How easy is it to embed something into a TV station’s broadcast signal? If I give an ad to a TV network, would they send out the raw MPEG stream I provided? (Lots of networks don’t send TV shows “clean” but they turn off the crap overlays when showing ads.)

Can any part of the TVs be reprogrammed to create a non-internet worm? Like, could the wifi or TV-receiver chips broadcast something on a TV frequency to talk to other “smart” TVs that had internet connectivity disabled?

(And while not all TVs have microphones, they all have speakers. It may be possible to use those as microphones.)

Dirk Praet April 1, 2017 9:45 AM

@ Ben A. , @what’s the problem Apple?

Using a VPN before connecting to the TOR browser would be the best way of achieving the highest level of security (for a smartphone) and hopefully avoid leakage.

Please stop saying that before you get either yourself or others in serious trouble. You have to do it the other way around, i.e. tunnel your VPN through Tor. Don’t even take my word for it, but that of @thegrugq instead. Look up any of his writings on the matter.

@ The Dude

The fact remains that most VPN providers are worse than not using a VPN at all.
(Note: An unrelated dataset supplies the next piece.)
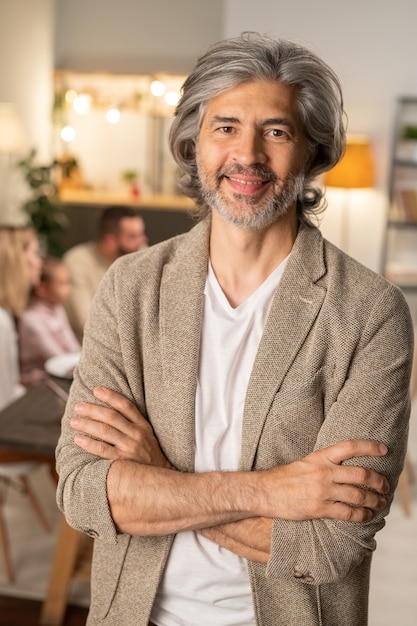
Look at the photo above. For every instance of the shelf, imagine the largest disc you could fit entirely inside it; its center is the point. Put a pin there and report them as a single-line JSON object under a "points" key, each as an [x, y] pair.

This is the sort of absolutist thinking that is getting us exactly nowhere. Of course there are a lot of really lousy VPN providers out there that don’t give a rat’s *ss about your privacy and will happily turn over your logs to whatever LEA, either voluntarily or under subpoena. I again refer to the link above, and summarize as follows:

If you are US citizen who wants to to thwart ISP, other corporate and local sheriff’s office snooping, you proceed as follows:

  1. Go shopping for a VPN provider in good standing, outside of US, and preferably 5 Eyes jurisdiction.
  2. Select one that allows you to both register and pay anonymously, preferably in bitcoin or some other digital currency.
  3. Install Virtualbox and the Whonix Gateway and Workstation VMs on whatever COTS OS it is you are running. Fire up the newly acquired VPN from the Whonix Workstation. Alternatively, set up a Tor gateway on your LAN (a Raspberry Pi will do quite nicely) and start your VPN from some live DVD (not TAILS).
  4. Configure Tor to use OBFS bridges, even if your ISP is not censoring Tor. Rotate said bridges on a regular basis. If you know what you’re doing, configure Tor to avoid known US based exit nodes. Yes, you can do that.
  5. Never ever use your VPN stand-alone without tunneling through Tor. Why? Becausing using VPN/Tor as described above will hide your real IP from your VPN provider. They will just see a Tor exit node.
  6. Use https where ever possible (HTTPS Everywhere browser add-on). Dump Java, Flash and Shockwave. Use paranoid NoScript settings, which you can still temporarily loosen on a site by site basis.
  7. Use a traditional MUA instead of a web based interface for your mail. Configure it for TLS if your ISP mail server supports it. Dump Gmail, Apple, Facebook and Outlook addresses. If you and your correspondents can’t be bothered with using PGP correctly (Enigmail), get a free Comodo email certificate instead to sign and encrypt your emails with. Yes, mobile apps support that too.
  8. For IM, dump Skype, WhatsApp, Snapchat and the like. Use Signal, ChatSecure or iMessage instead. On non-mobile platforms, go for anything that supports Tor/OTR (Pidgin, Tor Messenger) and a service that is preferably accessible as a Tor hidden service.
  9. If for whatever reason you are using Microsoft Windows 7-10 and Office, grab a (free) utility to tweak your privacy settings, disable M/S telemetry services and sinkhole (known) telemetry hosts. While you’re at it, also grab a copy of Windows Firewall Control, a nifty utility that allows you to block unknown processes or services from calling home. It’s the equivalent of Little Snitch on MacOS.
  10. Get rid of anything Android, especially if you have obtained it from an ISP or carrier that most probably is injecting its own spying and tracking stuff in it. The entire ecosystem is broken beyond repair, and from a privacy and security vantage a complete nightmare.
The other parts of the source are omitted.